3. Protect Systems and Data
The cybersecurity space is booming with hundreds of solutions, many of which rely on AI for intrusion detection, user behavior analytics, phishing and malware detection, and much more.
The Role of Data Quality
For many AI initiatives — whether they are related to compliance assurance or fraud detection, for example — data quality often becomes one of the major points of failure. In the report Driving Value with Machine Learning in Banking, which was co-authored by Darya Shmat, business development management at the Itransition Group, data preparation is highlighted as the second critical step in the machine learning implementation roadmap. This means that the data used in training a machine learning model needs to be secure, transparent and bias-free for the model to comply with data privacy regulations.

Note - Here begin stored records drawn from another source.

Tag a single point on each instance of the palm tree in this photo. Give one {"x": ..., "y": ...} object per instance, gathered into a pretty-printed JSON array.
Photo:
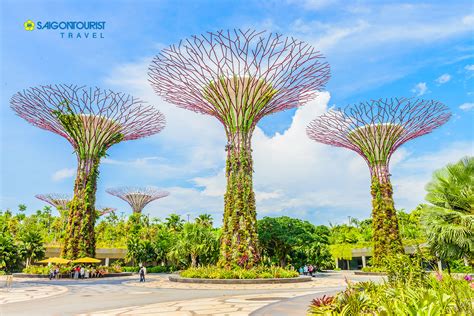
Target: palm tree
[
  {"x": 174, "y": 222},
  {"x": 32, "y": 246},
  {"x": 204, "y": 220},
  {"x": 449, "y": 220}
]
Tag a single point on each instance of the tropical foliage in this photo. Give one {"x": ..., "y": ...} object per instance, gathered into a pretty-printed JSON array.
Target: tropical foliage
[
  {"x": 449, "y": 218},
  {"x": 408, "y": 291}
]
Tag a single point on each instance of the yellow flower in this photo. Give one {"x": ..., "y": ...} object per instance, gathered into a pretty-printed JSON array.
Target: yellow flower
[{"x": 29, "y": 25}]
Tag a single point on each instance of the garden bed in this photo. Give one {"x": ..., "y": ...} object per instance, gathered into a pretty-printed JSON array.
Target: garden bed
[
  {"x": 369, "y": 273},
  {"x": 175, "y": 278}
]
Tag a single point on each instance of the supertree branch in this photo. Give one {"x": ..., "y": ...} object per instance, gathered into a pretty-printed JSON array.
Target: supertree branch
[
  {"x": 92, "y": 120},
  {"x": 137, "y": 197},
  {"x": 58, "y": 200},
  {"x": 375, "y": 130},
  {"x": 101, "y": 211},
  {"x": 239, "y": 77}
]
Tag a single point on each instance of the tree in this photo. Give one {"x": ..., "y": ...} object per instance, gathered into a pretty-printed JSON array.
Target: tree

To meet these rigorous data quality requirements, businesses may be put in a position where they will have to invest millions, if not billions to address the data privacy imperative (consider the case of PNC Financial Services that spent $1.2 billion on modernizing their data infrastructure).
There are, however, 5 feasible steps that will offer data quality assurance within every company's reach.
- Cleaning data at the point of capture.
- Properly labeling data when used for supervised machine learning.
- Implementing a numbering system for cross-referencing between databases.
- Maintaining a cleaned "golden copy" of data aggregated from external sources.
- Updating data to prevent its decay over time.
“I see more use cases for AI in compliance emerging right now,” Shmat said. “Natural language processing seems by far most helpful in terms of taking some administrative burden off compliance managers, but intelligent face recognition technologies have made a leap forward too in identity management.”